Basically, Stark says that rules of budgeteering must be changed to cancel the backlog of debt"—what Stark called canceling the "credit card debt." In return for canceling that debt Stark called for an approach that would set spending targets for six different categories of physician spending and that would be built on a promise that Medicare's physician spending outlays would be budget-neutral in the future. Stark hinted that there might be a provision in a physician spending measure to boost payments to primary care physicians. He said his staff is at work now on drafting legislation to address the physician payment issues.

Stark and his aides also indicated that an ambitious research program to spur adoption of health information technology and to harness that technology to compare the effectiveness of medical treatments would accompany physician payment changes. "Health IT" and "comparative effectiveness" are viewed by many analysts as techniques that eventually could reduce health spending growth.

Other "deferred maintenance issues" listed by Stark include changes to the Medicare Part D prescription drug program, such as low-income subsidies, marketing issues, and oversight of pricing.

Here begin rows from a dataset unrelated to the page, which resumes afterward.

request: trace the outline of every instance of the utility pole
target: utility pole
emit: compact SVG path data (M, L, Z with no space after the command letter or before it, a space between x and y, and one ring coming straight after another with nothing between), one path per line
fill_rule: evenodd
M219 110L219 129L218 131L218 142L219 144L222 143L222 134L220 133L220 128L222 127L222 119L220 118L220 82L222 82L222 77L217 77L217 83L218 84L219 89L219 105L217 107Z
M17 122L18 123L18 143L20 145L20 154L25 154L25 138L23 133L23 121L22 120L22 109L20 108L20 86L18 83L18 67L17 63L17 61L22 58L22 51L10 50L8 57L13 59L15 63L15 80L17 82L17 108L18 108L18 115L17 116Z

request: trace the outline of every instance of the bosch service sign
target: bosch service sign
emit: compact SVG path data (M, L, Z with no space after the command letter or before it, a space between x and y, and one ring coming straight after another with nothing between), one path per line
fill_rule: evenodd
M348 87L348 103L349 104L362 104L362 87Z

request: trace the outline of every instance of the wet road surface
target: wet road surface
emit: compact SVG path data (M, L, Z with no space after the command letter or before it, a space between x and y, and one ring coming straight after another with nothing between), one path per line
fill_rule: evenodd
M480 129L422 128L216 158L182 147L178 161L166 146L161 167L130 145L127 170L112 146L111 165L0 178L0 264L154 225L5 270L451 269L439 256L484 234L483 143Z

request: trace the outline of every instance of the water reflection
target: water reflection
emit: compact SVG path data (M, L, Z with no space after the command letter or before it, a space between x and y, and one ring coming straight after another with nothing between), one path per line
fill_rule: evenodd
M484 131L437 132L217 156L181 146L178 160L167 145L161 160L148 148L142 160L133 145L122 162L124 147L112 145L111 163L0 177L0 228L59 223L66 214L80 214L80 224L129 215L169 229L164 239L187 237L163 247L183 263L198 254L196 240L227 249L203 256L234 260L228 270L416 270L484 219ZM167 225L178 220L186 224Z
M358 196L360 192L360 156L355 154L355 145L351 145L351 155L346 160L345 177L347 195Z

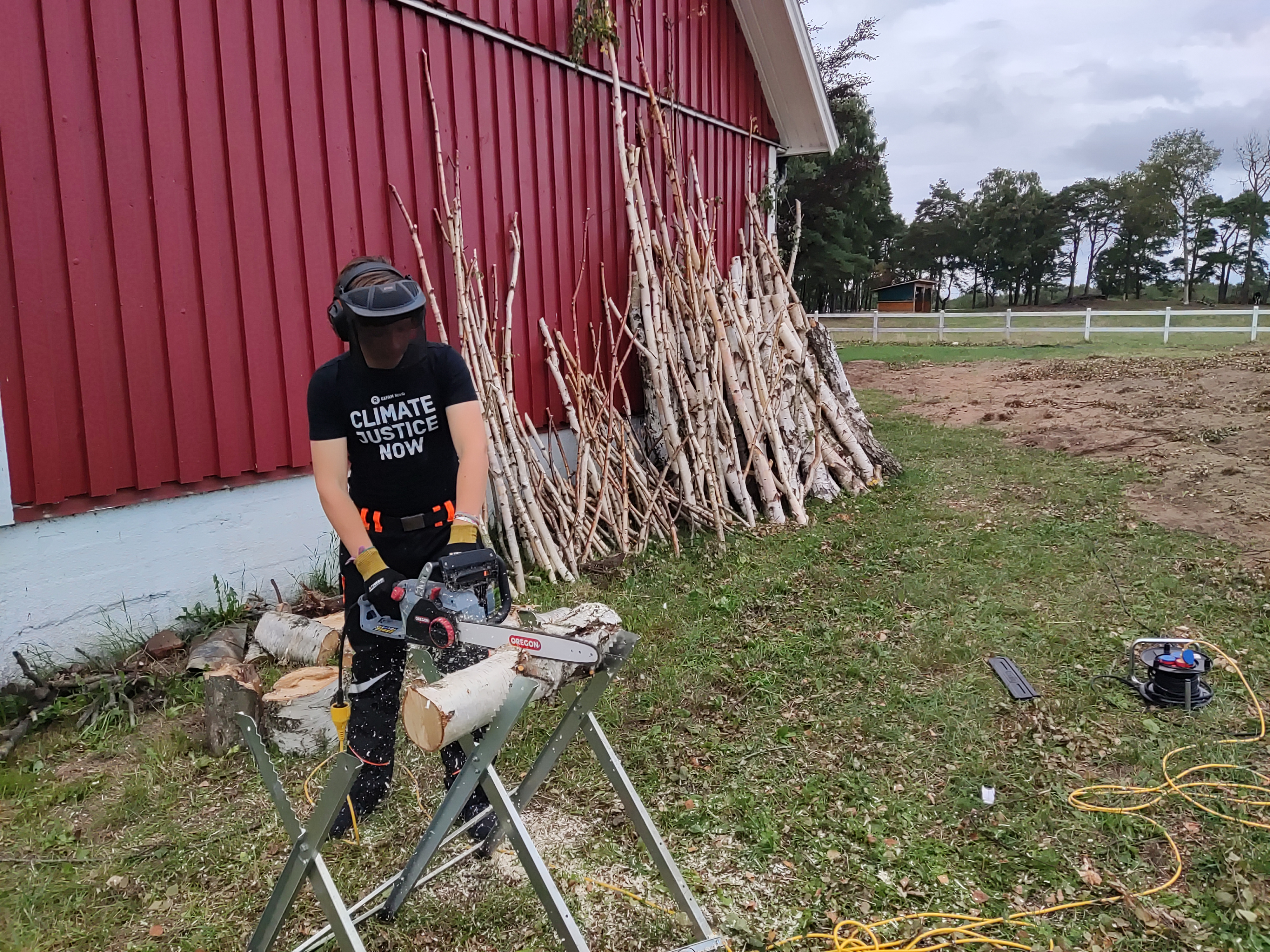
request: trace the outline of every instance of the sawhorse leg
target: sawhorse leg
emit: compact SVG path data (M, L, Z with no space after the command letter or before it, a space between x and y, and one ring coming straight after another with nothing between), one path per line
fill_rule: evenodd
M599 701L599 696L605 693L612 679L617 677L617 671L626 664L626 660L635 650L636 641L638 638L634 635L624 632L622 637L610 646L603 665L578 693L578 697L574 698L564 717L560 718L560 724L551 732L551 737L535 759L533 767L525 774L521 786L516 788L516 792L512 795L512 803L517 810L523 810L528 805L533 795L537 793L538 787L542 786L542 782L551 773L565 748L569 746L569 743L577 736L579 730L583 731L587 736L587 743L596 754L596 759L599 762L601 769L613 786L618 800L622 801L626 816L630 817L636 833L639 833L640 840L644 843L644 848L653 858L653 864L657 867L662 882L665 883L667 890L669 890L671 896L674 899L676 906L688 916L692 932L698 939L712 939L715 938L714 929L710 928L710 923L692 896L692 890L685 882L678 864L676 864L674 858L671 856L671 850L665 848L665 842L657 831L657 825L644 806L644 801L640 798L639 792L636 792L630 777L626 776L621 760L608 744L608 737L601 730L594 713L592 713L596 703ZM503 823L499 821L498 828L489 835L483 847L486 854L494 852L499 839L504 834L504 829Z
M436 669L429 663L424 663L423 668L424 674L431 679ZM428 670L429 668L433 668L433 670ZM433 856L436 856L442 838L453 825L467 798L476 790L476 784L480 783L499 821L507 825L521 864L525 867L533 890L538 894L538 899L542 901L556 934L564 941L569 952L587 952L587 942L582 937L582 930L574 922L573 914L565 905L560 890L551 878L546 863L542 862L542 857L525 829L519 812L508 796L502 779L499 779L498 772L494 769L494 758L503 748L503 744L507 743L507 736L516 721L519 720L521 713L533 699L536 689L537 683L531 678L517 678L512 684L512 691L508 693L507 699L499 707L498 713L490 721L480 741L472 745L471 737L462 739L464 748L467 751L467 760L441 801L436 816L428 824L423 839L419 840L419 845L415 848L401 877L394 886L392 895L384 904L384 911L380 914L382 918L391 919L396 915L405 897L414 889L419 877L423 876Z
M342 753L335 758L335 767L330 772L326 787L318 798L318 806L314 807L312 815L309 817L309 825L301 826L300 817L291 809L287 792L282 788L282 781L273 767L273 760L269 759L269 753L264 749L264 741L260 739L255 721L245 713L239 713L237 722L248 749L255 758L264 788L269 791L269 797L282 819L282 826L292 840L291 854L287 857L287 863L282 867L273 894L264 906L264 914L260 916L255 932L251 933L248 948L250 952L268 952L282 929L282 923L296 899L296 892L307 878L339 947L344 952L364 952L366 947L362 946L362 941L357 935L357 928L348 915L348 908L340 899L339 890L335 889L320 852L335 815L344 805L348 791L353 788L353 781L357 779L357 774L362 769L362 762L348 753Z

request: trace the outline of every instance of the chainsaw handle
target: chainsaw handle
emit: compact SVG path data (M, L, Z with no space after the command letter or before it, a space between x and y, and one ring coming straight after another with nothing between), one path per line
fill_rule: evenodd
M500 625L512 612L512 580L507 578L507 562L498 555L494 556L494 562L498 565L498 611L486 622Z

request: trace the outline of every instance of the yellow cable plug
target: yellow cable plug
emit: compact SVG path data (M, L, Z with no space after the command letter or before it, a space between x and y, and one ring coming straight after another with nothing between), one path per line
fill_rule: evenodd
M353 706L347 701L343 704L330 706L330 722L335 725L335 736L339 737L339 749L344 749L344 737L348 734L348 718L353 715Z

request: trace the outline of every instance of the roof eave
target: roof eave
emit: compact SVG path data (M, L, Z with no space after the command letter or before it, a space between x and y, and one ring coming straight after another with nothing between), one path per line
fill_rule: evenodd
M833 110L799 0L733 0L733 8L776 122L781 151L814 155L837 150ZM803 69L789 69L792 61Z

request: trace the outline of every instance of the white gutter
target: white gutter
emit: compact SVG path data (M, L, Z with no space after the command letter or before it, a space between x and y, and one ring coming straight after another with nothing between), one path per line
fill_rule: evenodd
M829 140L829 151L838 151L838 129L833 124L833 109L829 108L829 96L824 91L824 81L820 79L820 67L815 63L815 47L812 44L812 32L803 19L803 4L799 0L785 0L785 9L789 10L790 23L794 27L798 39L799 53L803 55L803 69L806 70L812 80L812 96L815 99L815 109L820 113L820 122L824 123L826 138Z
M612 85L613 79L607 72L601 72L599 70L593 70L585 63L577 63L566 56L560 56L546 47L535 46L533 43L527 43L517 36L513 36L505 30L498 29L497 27L490 27L480 20L474 20L457 13L451 13L442 6L433 6L432 4L423 3L423 0L394 0L394 3L401 6L409 6L413 10L427 14L429 17L436 17L438 20L444 20L446 23L452 23L462 29L470 29L472 33L480 33L483 37L489 37L490 39L498 41L499 43L505 43L509 47L514 47L523 53L530 56L536 56L540 60L546 60L547 62L555 63L565 70L573 70L574 72L580 72L584 76L591 76L592 79L599 80L605 85ZM798 0L794 0L796 4ZM804 24L803 32L806 32L806 25ZM810 43L810 39L808 41ZM640 96L641 99L648 99L648 90L643 86L636 86L634 83L627 83L622 80L622 89L627 93ZM691 116L693 119L709 123L720 129L726 129L738 136L744 136L745 138L754 138L758 142L765 142L770 146L780 147L780 142L773 142L763 136L752 135L748 129L743 129L740 126L733 126L725 119L720 119L718 116L711 116L710 113L704 113L700 109L692 109L691 107L683 105L683 103L677 103L665 96L658 96L657 100L663 108L671 109L673 112L681 113L683 116Z
M829 98L798 0L732 0L785 155L838 147Z

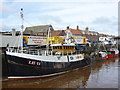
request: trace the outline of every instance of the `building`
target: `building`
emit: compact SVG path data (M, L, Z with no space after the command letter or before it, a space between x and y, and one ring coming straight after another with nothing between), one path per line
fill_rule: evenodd
M88 41L90 42L97 42L99 40L99 33L95 31L89 31L88 27L85 28L85 30L79 29L79 26L76 27L76 29L67 28L65 30L54 30L51 31L52 36L65 36L66 35L66 30L70 30L72 35L77 37L86 37Z
M26 27L25 31L23 32L24 35L28 36L47 36L48 30L53 31L52 25L40 25L40 26L32 26Z

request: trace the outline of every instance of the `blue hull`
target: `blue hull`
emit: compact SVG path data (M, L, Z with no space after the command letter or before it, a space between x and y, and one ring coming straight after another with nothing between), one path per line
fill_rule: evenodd
M91 59L76 62L45 62L7 55L8 76L44 76L90 65Z

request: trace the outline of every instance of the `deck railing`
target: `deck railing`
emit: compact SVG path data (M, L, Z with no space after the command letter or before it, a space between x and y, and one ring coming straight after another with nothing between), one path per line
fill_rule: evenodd
M52 51L52 50L46 50L46 49L26 49L26 50L19 50L19 49L13 49L13 48L9 48L8 49L9 52L14 52L14 53L25 53L25 54L31 54L31 55L44 55L44 56L56 56L56 55L60 55L60 56L66 56L66 55L75 55L75 54L81 54L83 53L80 50L70 50L70 51L62 51L62 52L57 52L57 51Z

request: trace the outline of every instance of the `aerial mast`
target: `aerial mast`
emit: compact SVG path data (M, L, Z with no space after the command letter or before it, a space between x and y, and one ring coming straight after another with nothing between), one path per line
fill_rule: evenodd
M21 15L21 52L23 53L23 29L24 29L24 18L23 18L23 8L21 8L21 12L20 12L20 15Z

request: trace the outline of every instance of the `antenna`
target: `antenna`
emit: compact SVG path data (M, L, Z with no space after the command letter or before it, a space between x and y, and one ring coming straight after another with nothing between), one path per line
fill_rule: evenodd
M23 8L21 8L21 12L20 12L20 15L21 15L21 22L22 22L22 25L21 25L21 52L23 53L23 29L24 29L24 18L23 18Z

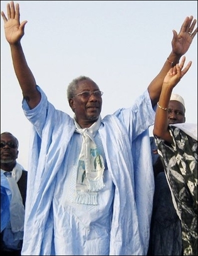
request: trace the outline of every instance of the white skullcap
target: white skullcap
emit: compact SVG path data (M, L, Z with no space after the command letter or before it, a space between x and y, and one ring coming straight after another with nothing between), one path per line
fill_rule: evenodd
M172 93L170 96L170 100L177 100L181 103L185 108L185 103L184 98L179 94Z

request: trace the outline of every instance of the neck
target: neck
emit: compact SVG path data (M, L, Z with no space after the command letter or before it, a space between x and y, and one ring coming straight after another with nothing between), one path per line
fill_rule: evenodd
M1 169L6 172L11 172L14 168L16 161L12 161L11 163L2 163L1 162Z

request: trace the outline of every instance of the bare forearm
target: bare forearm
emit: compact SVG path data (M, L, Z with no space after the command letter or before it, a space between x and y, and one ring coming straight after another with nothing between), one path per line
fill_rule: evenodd
M156 110L153 134L170 143L172 137L168 130L168 104L172 89L162 86L158 105Z
M149 84L148 90L153 107L159 101L164 78L172 67L170 62L172 62L174 64L179 63L180 57L180 55L171 52L168 57L168 60L166 60L160 73Z
M40 101L40 93L36 90L36 81L28 66L21 44L11 44L10 47L13 67L23 96L30 108L33 108Z

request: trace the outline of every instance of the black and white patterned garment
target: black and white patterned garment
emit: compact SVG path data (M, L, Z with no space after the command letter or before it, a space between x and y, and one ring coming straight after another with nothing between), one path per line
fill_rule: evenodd
M197 255L197 141L178 127L168 129L173 144L157 136L155 143L182 221L184 255Z

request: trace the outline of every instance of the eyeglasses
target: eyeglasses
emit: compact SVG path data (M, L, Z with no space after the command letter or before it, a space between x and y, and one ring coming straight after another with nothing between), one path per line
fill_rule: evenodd
M183 117L184 116L184 113L180 110L175 110L173 109L168 108L168 112L169 115L171 115L172 113L173 113L176 115L182 115Z
M84 98L88 98L91 97L92 95L94 95L95 97L97 98L100 98L102 96L103 92L100 91L99 90L97 91L82 91L82 93L78 93L76 95L74 96L74 98L76 97L77 96L82 96Z
M8 141L8 143L5 143L4 141L1 141L1 148L3 148L8 145L10 148L16 148L18 145L16 143L13 141Z

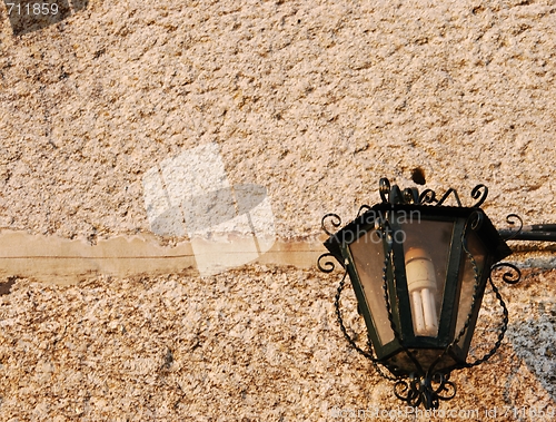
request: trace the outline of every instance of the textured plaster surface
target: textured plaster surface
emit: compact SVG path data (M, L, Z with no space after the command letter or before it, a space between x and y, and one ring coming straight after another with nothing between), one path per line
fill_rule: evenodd
M207 143L268 188L280 236L421 168L554 219L552 1L103 2L0 39L0 225L150 230L141 177Z
M266 187L282 241L319 234L325 213L347 223L379 200L383 176L457 188L465 205L485 184L498 227L510 212L556 222L553 1L72 3L81 10L22 36L0 4L3 234L87 246L151 236L146 174L208 144L230 185ZM554 258L528 256L537 268L502 287L510 324L499 352L454 374L459 390L443 409L478 410L467 418L477 421L493 409L509 421L556 411ZM92 274L73 286L6 274L0 420L329 421L332 409L344 420L405 409L341 337L337 273ZM483 315L479 356L496 340L492 295Z
M12 281L0 296L0 420L334 421L357 410L364 420L415 420L342 337L338 278L250 266L79 286ZM457 395L441 403L468 413L417 420L485 421L497 409L490 419L553 421L517 412L556 411L555 282L554 271L528 271L520 285L500 286L506 340L487 363L454 373ZM365 347L350 288L341 312ZM487 291L471 360L492 347L500 317Z

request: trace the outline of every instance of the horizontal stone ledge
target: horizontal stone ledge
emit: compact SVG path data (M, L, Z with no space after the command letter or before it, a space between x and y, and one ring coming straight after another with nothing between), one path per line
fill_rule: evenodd
M319 238L276 239L265 252L254 239L227 235L225 239L193 239L162 246L155 236L136 235L91 244L85 238L2 230L0 278L18 276L48 284L76 284L99 275L211 275L244 264L310 268L316 267L319 255L326 252Z
M278 238L261 252L249 236L227 235L225 241L193 239L162 246L159 238L149 234L117 236L91 244L85 238L1 230L0 279L17 276L66 285L99 275L212 275L244 264L315 268L318 257L326 252L322 241ZM520 267L556 267L556 256L546 251L517 251L506 261Z

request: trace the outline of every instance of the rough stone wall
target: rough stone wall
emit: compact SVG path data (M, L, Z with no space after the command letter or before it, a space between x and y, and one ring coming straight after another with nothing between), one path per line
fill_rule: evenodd
M317 234L327 212L347 222L378 200L383 176L457 188L465 204L484 183L497 226L510 212L556 222L554 1L76 4L20 36L0 6L2 229L90 243L149 234L146 171L209 143L230 183L267 187L282 239ZM0 419L395 409L390 384L335 325L336 276L17 278L1 296ZM508 340L485 369L455 375L450 409L554 410L554 278L533 269L504 288Z

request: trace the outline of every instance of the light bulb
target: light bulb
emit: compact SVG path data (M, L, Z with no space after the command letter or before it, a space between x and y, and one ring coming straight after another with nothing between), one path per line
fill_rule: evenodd
M419 247L407 251L405 258L415 334L436 336L438 334L438 317L435 298L435 266L430 255Z

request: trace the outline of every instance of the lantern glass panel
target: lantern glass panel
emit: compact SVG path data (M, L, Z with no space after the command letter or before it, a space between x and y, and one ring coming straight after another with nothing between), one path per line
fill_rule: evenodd
M405 234L404 258L414 334L436 337L446 285L454 222L410 220Z
M480 283L483 268L485 266L485 246L480 242L479 237L475 232L470 232L467 236L467 249L473 255L475 265L477 266L477 281L475 279L475 269L469 256L464 252L461 261L464 263L464 269L461 273L461 293L459 296L459 306L457 313L456 323L456 335L463 330L469 313L471 312L473 294L475 291L475 285ZM477 288L479 286L477 285ZM463 335L458 345L464 347L466 335Z
M357 275L367 301L367 307L375 325L380 343L394 340L394 331L388 320L384 294L384 248L383 239L377 230L367 232L349 245Z

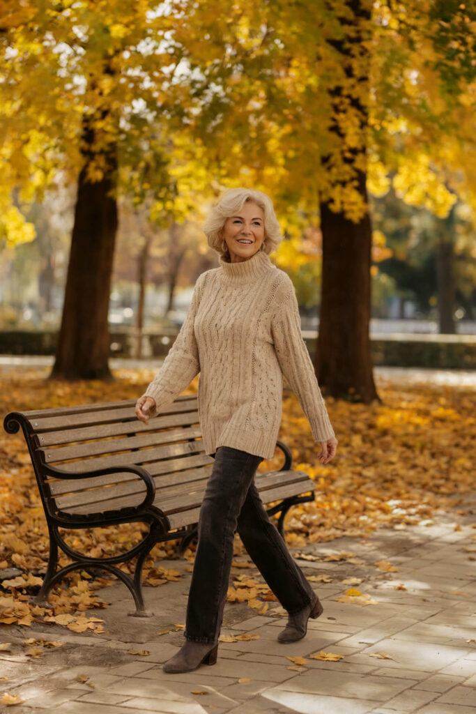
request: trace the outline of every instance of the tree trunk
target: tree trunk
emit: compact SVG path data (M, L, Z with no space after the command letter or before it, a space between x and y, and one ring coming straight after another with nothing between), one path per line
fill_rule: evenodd
M350 0L350 7L356 15L370 18L368 4L362 0ZM363 44L358 28L353 28L353 36L347 41L335 41L333 44L343 55L343 64L348 77L353 76L350 57L353 45ZM356 80L355 80L356 81ZM359 80L365 84L367 76ZM344 165L358 161L362 166L366 152L367 109L350 94L343 96L340 86L333 90L332 99L336 116L339 107L348 103L359 111L360 117L360 146L350 149L345 145L341 131L335 122L331 127L340 145ZM364 154L363 157L361 154ZM331 170L331 157L323 159L323 169ZM335 170L335 169L334 169ZM368 205L366 175L355 171L356 188ZM345 186L343 180L340 185ZM372 371L372 351L369 334L370 320L370 266L372 228L368 210L364 218L355 223L346 218L343 212L334 213L328 201L320 203L320 228L323 233L322 296L319 333L315 358L316 374L327 393L336 398L369 403L378 398Z
M142 331L143 330L143 312L146 301L146 278L147 273L147 261L151 241L148 238L144 241L138 256L138 281L139 283L139 299L137 305L137 347L136 356L138 359L142 357Z
M171 265L171 270L168 273L168 301L166 315L168 315L169 312L171 312L173 309L175 288L177 284L177 278L178 278L181 263L183 260L184 256L185 251L183 253L181 253L180 255L176 256L173 263Z
M436 273L437 283L437 304L440 315L440 332L454 335L455 286L453 235L456 223L455 205L442 220L437 220L438 243L436 248Z
M87 179L88 165L98 156L92 148L94 129L87 118L83 139L86 164L78 182L61 326L51 376L105 379L111 376L108 312L118 212L110 191L115 186L116 147L103 151L100 157L106 167L103 178L91 183Z
M438 281L438 312L440 332L454 335L455 280L453 276L453 244L442 241L437 246L436 266Z

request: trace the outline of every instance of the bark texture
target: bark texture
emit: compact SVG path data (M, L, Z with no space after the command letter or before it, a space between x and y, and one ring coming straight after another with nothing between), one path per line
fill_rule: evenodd
M87 179L93 153L93 129L85 123L86 164L78 181L74 226L68 266L61 326L51 376L66 379L111 378L108 360L108 312L116 234L116 201L110 194L115 186L116 147L103 154L102 180Z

Stark said he would then go after Medicare Advantage "overpayments," seeking to bring them down to payments levels in the traditional Medicare fee-for-service program. He indicated that while he would like to lower the overpayments to pay for an expanded and reauthorized SCHIP program, that tobacco taxes might be used instead.

On health IT, he said Ways and Means is working with the House Energy and Commerce Committee to hammer out a compromise package. He said he favored a program of boosting payments to providers using health IT and then penalizing them after several years if they had not adopted the technology. He suggested that a "date certain" is necessary for health IT because any health care overhaul would depend on having automated medical records.

Stark said he sees improved prospects for a health overhaul compared to the early 1990s because of broader support from the business community, including the U.S. Chamber of Commerce. Backing of the American Medical Association also improves overhaul prospects, he said.

As Obama's aides huddle over what their leading priorities will be, key lawmakers are beginning to weigh in on health care to state their preferences. Stark made a pitch for his own "Americare Health Care Act" (HR 1841), which would allow people with employer-based coverage to stick with their current plans while subsidizing the purchase of coverage for uninsured Americans with modest incomes. Employers would be required to fund premiums or pay a fee, and individuals would have to document at tax time that they had coverage. Senate Finance Committee Chairman Max Baucus, D-Mont., plans to unveil his principles for an health overhaul at a briefing on Wednesday.